Polish-born British researcher, bibliographer, biographer, and translator

Theodore Deodatus Nathaniel Besterman (22 November 1904 – 10 November 1976) was a Polish-born British psychical researcher, bibliographer, biographer, and translator. In 1945 he became the first editor of the Journal of Documentation. From the 1950s he devoted himself to studies of the works of Voltaire.

==Biography==
Theodore Deodatus Nathaniel Besterman was born in 1904 in Łódź, Poland, but he relocated to London during his youth. In 1925 he was elected chairman of the British Federation of Youth Movements. During the 1930s Besterman lectured at the London School of Librarianship, and edited and published many works of, and about, bibliography. Most notable was his World Bibliography of Bibliographies, which is classified as a metabibliography.

During World War II Besterman served in the British Royal Artillery and the Army Bureau of Current Affairs. Afterwards he worked for UNESCO, working on international methods of bibliography.
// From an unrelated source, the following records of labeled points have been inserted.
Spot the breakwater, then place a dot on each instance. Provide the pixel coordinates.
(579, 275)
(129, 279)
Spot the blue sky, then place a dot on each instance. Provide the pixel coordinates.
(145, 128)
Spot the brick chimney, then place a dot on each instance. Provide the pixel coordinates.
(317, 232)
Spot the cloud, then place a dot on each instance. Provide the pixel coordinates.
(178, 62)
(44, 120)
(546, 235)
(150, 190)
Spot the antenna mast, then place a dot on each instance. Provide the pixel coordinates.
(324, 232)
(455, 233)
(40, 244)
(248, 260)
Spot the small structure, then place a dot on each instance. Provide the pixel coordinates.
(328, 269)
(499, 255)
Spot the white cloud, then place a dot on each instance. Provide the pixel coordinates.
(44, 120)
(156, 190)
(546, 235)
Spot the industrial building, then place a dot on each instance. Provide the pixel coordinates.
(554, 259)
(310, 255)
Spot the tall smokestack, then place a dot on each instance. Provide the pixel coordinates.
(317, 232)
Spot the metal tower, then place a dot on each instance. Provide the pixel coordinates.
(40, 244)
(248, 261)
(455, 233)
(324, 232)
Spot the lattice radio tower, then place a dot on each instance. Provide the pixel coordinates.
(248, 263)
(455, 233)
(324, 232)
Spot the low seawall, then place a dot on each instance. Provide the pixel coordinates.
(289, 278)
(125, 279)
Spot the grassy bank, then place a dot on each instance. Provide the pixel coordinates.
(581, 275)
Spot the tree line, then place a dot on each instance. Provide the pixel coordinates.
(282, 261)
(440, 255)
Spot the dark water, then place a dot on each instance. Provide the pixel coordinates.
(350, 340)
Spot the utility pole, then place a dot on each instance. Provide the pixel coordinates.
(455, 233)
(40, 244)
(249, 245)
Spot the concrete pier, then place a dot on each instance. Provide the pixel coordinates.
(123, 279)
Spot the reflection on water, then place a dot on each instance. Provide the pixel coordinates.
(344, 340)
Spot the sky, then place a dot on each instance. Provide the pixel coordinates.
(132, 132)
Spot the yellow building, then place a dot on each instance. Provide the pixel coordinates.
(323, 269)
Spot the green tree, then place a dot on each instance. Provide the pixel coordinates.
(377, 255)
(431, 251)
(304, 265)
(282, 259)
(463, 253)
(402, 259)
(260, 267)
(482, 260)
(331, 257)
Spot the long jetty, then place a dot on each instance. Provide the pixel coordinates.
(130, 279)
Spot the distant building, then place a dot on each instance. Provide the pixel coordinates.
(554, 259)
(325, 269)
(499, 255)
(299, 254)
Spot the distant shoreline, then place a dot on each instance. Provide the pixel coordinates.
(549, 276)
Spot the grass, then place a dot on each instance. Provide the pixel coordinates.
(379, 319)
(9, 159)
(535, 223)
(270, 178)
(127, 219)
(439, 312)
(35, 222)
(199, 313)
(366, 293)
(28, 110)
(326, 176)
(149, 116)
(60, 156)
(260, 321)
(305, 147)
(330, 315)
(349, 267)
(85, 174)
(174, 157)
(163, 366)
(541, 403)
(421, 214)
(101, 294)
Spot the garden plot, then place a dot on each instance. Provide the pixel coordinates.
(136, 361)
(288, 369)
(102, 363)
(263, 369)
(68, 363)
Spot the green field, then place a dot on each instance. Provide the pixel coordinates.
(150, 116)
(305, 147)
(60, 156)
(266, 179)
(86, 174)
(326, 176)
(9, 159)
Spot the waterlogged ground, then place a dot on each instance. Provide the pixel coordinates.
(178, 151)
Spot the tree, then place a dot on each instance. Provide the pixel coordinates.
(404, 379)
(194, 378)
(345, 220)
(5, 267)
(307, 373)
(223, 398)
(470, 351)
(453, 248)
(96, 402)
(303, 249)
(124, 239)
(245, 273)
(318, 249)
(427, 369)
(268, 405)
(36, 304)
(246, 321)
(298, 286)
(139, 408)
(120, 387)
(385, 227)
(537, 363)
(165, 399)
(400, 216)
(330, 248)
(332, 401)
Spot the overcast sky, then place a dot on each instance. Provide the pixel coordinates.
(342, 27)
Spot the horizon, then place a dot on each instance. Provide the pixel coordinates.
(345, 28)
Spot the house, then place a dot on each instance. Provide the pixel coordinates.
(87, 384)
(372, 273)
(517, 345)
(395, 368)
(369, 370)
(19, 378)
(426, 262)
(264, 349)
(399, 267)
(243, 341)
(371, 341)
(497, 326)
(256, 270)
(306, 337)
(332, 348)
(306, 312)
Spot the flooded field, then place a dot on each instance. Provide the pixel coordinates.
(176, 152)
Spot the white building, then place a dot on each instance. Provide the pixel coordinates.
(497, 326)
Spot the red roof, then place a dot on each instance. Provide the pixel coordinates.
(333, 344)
During the 1950s Besterman began to concentrate on collecting, translating and publishing the writings of Voltaire, including much previously unpublished correspondence. This was to occupy him for the rest of his life. He lived at Voltaire's house in Geneva, where he initiated the Institut et Musée Voltaire and published 107 volumes of Voltaire's letters and a series of books entitled "Studies on Voltaire and the Eighteenth Century". The Forum for Modern Language Studies termed Besterman's edition of the correspondence "the greatest single piece of Voltairian scholarship for over a century.".
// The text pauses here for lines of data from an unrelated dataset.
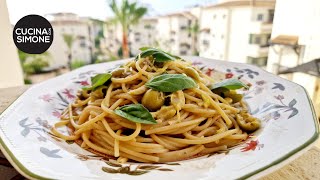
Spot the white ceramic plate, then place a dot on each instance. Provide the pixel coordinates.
(289, 126)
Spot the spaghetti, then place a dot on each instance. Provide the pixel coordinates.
(189, 122)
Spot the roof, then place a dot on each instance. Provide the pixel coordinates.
(244, 3)
(207, 30)
(63, 14)
(186, 14)
(285, 40)
(68, 22)
(312, 68)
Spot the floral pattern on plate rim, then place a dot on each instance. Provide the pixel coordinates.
(61, 99)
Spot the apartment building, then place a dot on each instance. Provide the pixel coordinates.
(143, 34)
(296, 40)
(112, 37)
(84, 31)
(236, 30)
(174, 34)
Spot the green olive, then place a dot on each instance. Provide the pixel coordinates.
(166, 112)
(233, 95)
(153, 100)
(118, 72)
(191, 72)
(248, 123)
(98, 93)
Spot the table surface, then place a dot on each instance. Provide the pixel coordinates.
(306, 166)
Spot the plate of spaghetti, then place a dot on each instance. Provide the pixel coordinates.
(161, 116)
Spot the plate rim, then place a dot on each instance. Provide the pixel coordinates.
(285, 159)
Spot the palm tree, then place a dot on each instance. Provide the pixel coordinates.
(194, 30)
(69, 40)
(126, 14)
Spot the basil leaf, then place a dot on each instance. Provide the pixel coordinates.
(171, 82)
(158, 54)
(230, 84)
(136, 113)
(98, 80)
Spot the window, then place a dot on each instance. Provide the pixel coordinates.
(147, 26)
(189, 22)
(183, 52)
(185, 45)
(183, 27)
(260, 17)
(258, 61)
(82, 40)
(205, 42)
(271, 14)
(255, 39)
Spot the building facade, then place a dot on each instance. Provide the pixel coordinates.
(143, 34)
(174, 33)
(237, 31)
(83, 30)
(296, 39)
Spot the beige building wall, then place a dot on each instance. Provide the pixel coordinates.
(306, 26)
(68, 23)
(227, 27)
(10, 69)
(143, 34)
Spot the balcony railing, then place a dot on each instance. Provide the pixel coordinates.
(260, 27)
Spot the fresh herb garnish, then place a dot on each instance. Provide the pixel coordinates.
(157, 54)
(230, 84)
(98, 80)
(136, 113)
(226, 88)
(171, 82)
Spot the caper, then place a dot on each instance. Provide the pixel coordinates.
(248, 123)
(153, 100)
(233, 95)
(191, 72)
(118, 72)
(166, 112)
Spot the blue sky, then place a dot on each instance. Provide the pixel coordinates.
(93, 8)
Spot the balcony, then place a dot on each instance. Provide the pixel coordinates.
(260, 27)
(255, 50)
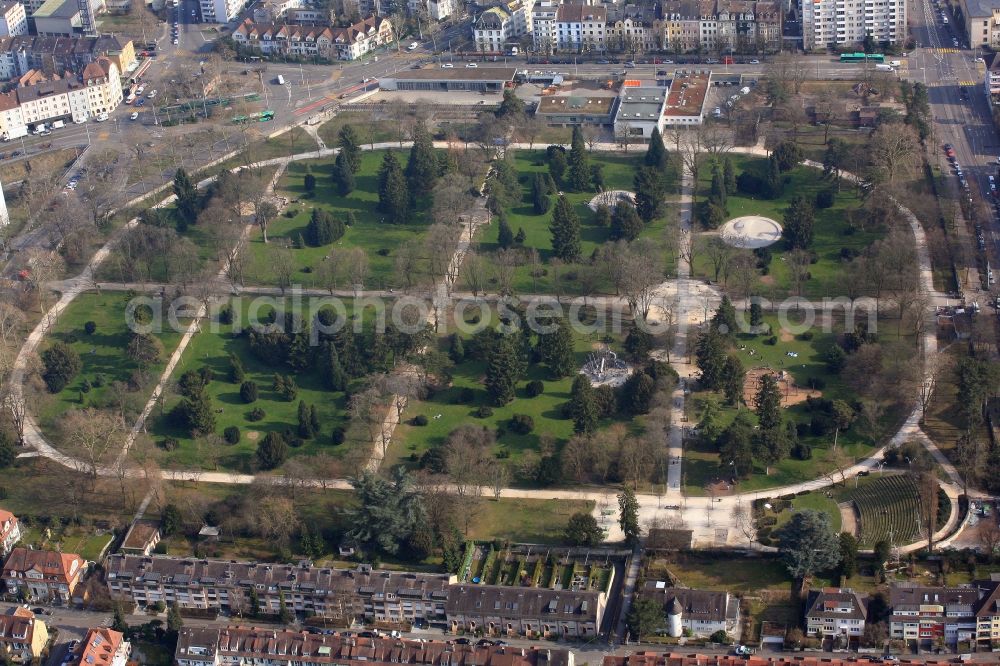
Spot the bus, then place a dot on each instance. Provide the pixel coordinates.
(861, 57)
(258, 117)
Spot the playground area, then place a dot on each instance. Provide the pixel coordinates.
(791, 393)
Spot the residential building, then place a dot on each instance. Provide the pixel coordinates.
(13, 19)
(697, 612)
(933, 614)
(532, 612)
(342, 594)
(322, 41)
(19, 55)
(649, 658)
(221, 11)
(687, 97)
(982, 22)
(10, 528)
(830, 23)
(833, 612)
(42, 575)
(58, 18)
(206, 646)
(141, 538)
(640, 110)
(543, 26)
(102, 647)
(23, 636)
(491, 30)
(581, 28)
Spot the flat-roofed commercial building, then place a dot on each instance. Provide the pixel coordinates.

During the final years of his life, Besterman negotiated with the University of Oxford, which culminated in his naming the university his residuary legatee and arranging for the posthumous transfer of his extensive collection of books and manuscripts, which included many collective editions, to an elegant room in the Taylor Institution (the university centre for modern languages), which has space for 9000 volumes. This was renamed the Voltaire Room. After Besterman’s death on 10 November 1976, the Voltaire Foundation was vested permanently in the University of Oxford.

Besterman in 1969 published a detailed biography of Voltaire (541 pages + back matter), including many of Besterman's own translations of Voltaire's verse and correspondence.
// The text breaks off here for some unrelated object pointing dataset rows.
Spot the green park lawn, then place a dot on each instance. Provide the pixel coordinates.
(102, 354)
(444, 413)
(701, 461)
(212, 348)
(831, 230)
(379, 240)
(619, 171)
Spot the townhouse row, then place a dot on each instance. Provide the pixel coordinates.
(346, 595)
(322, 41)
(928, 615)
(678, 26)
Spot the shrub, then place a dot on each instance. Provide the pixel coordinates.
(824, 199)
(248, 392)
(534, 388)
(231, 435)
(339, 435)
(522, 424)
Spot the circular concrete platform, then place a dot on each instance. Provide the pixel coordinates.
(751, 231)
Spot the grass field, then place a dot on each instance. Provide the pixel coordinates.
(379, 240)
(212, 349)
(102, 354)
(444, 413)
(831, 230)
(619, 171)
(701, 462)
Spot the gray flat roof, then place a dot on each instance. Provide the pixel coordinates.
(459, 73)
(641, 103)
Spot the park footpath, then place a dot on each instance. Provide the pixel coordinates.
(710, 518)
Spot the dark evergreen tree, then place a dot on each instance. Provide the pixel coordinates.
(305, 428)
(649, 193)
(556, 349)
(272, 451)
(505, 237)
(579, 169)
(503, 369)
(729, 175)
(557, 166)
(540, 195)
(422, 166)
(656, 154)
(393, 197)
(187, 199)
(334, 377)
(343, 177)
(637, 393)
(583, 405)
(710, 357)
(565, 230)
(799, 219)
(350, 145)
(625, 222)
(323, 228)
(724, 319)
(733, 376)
He relocated back to Britain during the late 1960s. In 1967 The Age of the Enlightenment: Studies Presented to Theodore Besterman was issued. Besterman died in Banbury in 1976.

In 1992 as one of its "Great Bibliographers" series, Scarecrow Press issued Theodore Besterman, Bibliographer and Editor: A Selection of Representative Texts.

A humanist, at his death, Besterman left a significant legacy to the British Humanist Association (now Humanists UK) to maintain the Voltaire Lecture for many years thereafter, exploring ‘any aspect of scientific or philosophical thought or human activity as affected by or with particular reference to humanism’. Humanists UK appoints a Voltaire Lecturer and awards them its prestigious Voltaire Medal each year.

==Besterman/McColvin Awards==
During the 1990s the Library Association (LA) in the United Kingdom used to award a Besterman Award every year for an outstanding bibliography. Now the LA's successor organisation, the Chartered Institute of Library and Information Professionals (CILIP), gives Besterman/McColvin Awards (often called the Besterman/McColvin Medals) for "outstanding works of electronic resources and e-books".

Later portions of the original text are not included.